Residents of a southern suburb of Athens returned to their homes on Sunday after firefighters managed to bring under control a wildfire that had forced them to evacuate the day before, the emergency services said.
“At this point, the fire has been demarcated, the residents are back in their houses,” deputy civil protection minister, Evangelos Tournas, told a news briefing.
A substantial number of firefighters remained in the area “and will remain as long as it is needed, while aircraft will continue dropping water protectively,” he said.
A total of 283 firefighters in 65 vehicles, with the help of groups of bystanders, had battled overnight to bring the fire under control.
And two firefighting plans and two helicopters were still in operation early Sunday.
While the fire is in remission, with no burning spots, authorities said they remain on high alert in case it breaks out again.
On Saturday, the Greek Civil Protection agency issued an emergency appeal via SMS for people to leave the suburb of Ano Voula.
Officials reported no casualties, but four more neighborhoods were evacuated as the wind changed direction and drove the fire front towards the town of Vari later on Saturday evening.
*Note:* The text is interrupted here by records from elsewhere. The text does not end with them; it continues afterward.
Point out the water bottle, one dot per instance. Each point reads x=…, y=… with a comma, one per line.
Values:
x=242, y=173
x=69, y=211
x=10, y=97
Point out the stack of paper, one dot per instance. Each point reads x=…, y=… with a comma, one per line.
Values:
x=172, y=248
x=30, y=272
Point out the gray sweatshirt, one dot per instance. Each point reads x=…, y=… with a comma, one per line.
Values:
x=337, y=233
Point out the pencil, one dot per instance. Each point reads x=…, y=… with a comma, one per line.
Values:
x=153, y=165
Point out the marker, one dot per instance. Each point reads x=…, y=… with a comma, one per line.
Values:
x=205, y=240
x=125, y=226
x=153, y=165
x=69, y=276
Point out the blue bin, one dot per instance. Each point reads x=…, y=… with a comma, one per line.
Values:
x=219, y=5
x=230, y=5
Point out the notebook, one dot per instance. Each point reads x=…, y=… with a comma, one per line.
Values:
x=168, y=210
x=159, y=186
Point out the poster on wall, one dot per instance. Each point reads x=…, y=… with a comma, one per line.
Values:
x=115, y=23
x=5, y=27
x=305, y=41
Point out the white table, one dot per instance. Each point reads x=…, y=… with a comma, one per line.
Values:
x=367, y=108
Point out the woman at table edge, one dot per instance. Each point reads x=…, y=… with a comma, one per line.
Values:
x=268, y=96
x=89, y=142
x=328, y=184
Giorgos Papanikolaou, the mayor of Glyfada, where the fire first broke out, said that it started at a high voltage electricity power station.
Last summer, Greece’s most severe heat wave in decades, which authorities blamed on climate change, saw fires destroy more than 100,000 hectares (247,105 acres) of forest and farmland, the country’s worst wildfire damage since 2007.
More than 200 firefighters and technical equipment provided by European Union countries will be soon deployed to Greece to help boost the battle against large wildfires.
Bulgaria, Finland, France, Germany, Romania and Norway will take part in the deployment, coordinated by the EU’s Civil Protection Mechanism.